Alejandro and I share a look—one beat, sharp and wordless. Appreciation without admission. Gratitude neither of us is petty enough to say outloud.
The back windshield explodes behind us, glass blasting forward like shrapnel. Alejandro ducks, twists, and returns fire through the shattered frame. His bullet finds the driver between the eyes. Their car swerves, plows into the one beside it, and both spin out in a roaring metal tangle.
“We need to lose them,” he says, already reloading. “Or we’ll be doing this all fucking night.”
“Yeah,” I mutter. “No shit.”
I cut left—hard enough that the tires give a high-pitched squeal—and shoot straight toward a parking garage entrance.
The flimsy gate arm tries to rise, pathetically slow. I hit it at full speed. It snaps clean off and whips across the hood like a thrown stick.
One of the assassin cars behind us overshoots the turn, skidding past the entrance and slamming into a parked sedan. But three more surge after us, headlights flooding the garage shadows.
Alejandro tenses. “What is your plan exactly?”
I barrel deeper into the structure, concrete pillars strobing past us as I throw the wheel hard left.
“Just shoot.”
Gunfire echoes behind us, ricocheting off cement like angry hornets. Our tires scream around another tight turn, rubber smearing across the floor. Alejandro doesn’t waste bullets—he waits. Patient. Taut. A predator riding out the chaos.
Then he fires.
The round slices through the narrow gap between two pillars and punches straight into the driver of the lastpursuing car. Their headlights swerve, slam into a column, and go dark.
Two left.
We spiral higher. Up one level, then the next. The structure hums with gunshots, engines, and our shared pulse drumming in the air between us. When we break onto the top deck, open night yawns above us—nothing but sky, cold wind, and a drop that would turn us into confetti.
Alejandro’s irritation finally slips through. “There is literally nothing up here except gravity. Tell me you’re not?—”
“Hang on.”
“Saint—”
But I’m already flooring it, shooting us toward the far edge of the roof.
At the last second, I jerk the wheel.
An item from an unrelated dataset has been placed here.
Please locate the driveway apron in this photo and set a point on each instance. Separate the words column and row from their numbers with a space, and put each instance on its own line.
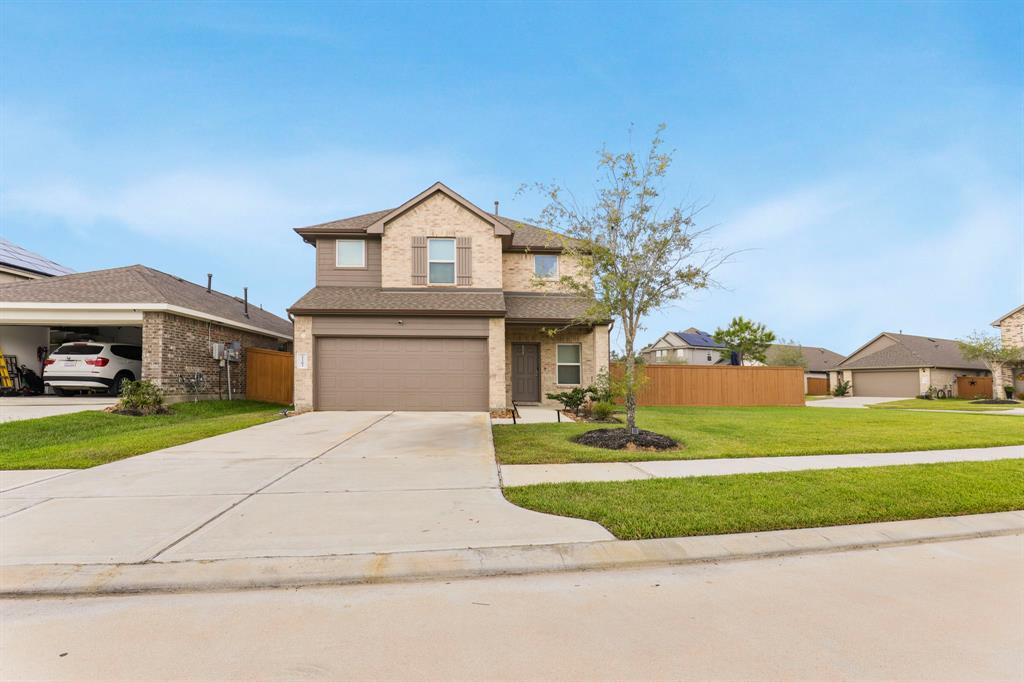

Hard.
The car whips around in a brutal pivot, fishtailing as momentum drags us sideways before straightening. We swing past the two cars chasing us in the opposite direction—close enough to feel their exhaust against my skin.
I extend my arm out the window, elbow locked, gun steady.
For a breath, time slows.
We pass the first car, our windows lining up perfectly. The driver faces me—smug smirk, cowboy jawline, eyes that think they’ve already won.
Motherfucking Colt Harrington.
The Texan.
Sharpshooter.
Asshole extraordinaire.
I pull the trigger and the bullet shatters hiswindow in an exploding starburst of glass. He jerks, flinching—reaction ruining the precision he prides himself on.
He tries to mimic my turn, but he doesn’t have the timing. He slams the front of his car into the concrete barrier of the deck. The impact forces him to back up, curse, reposition.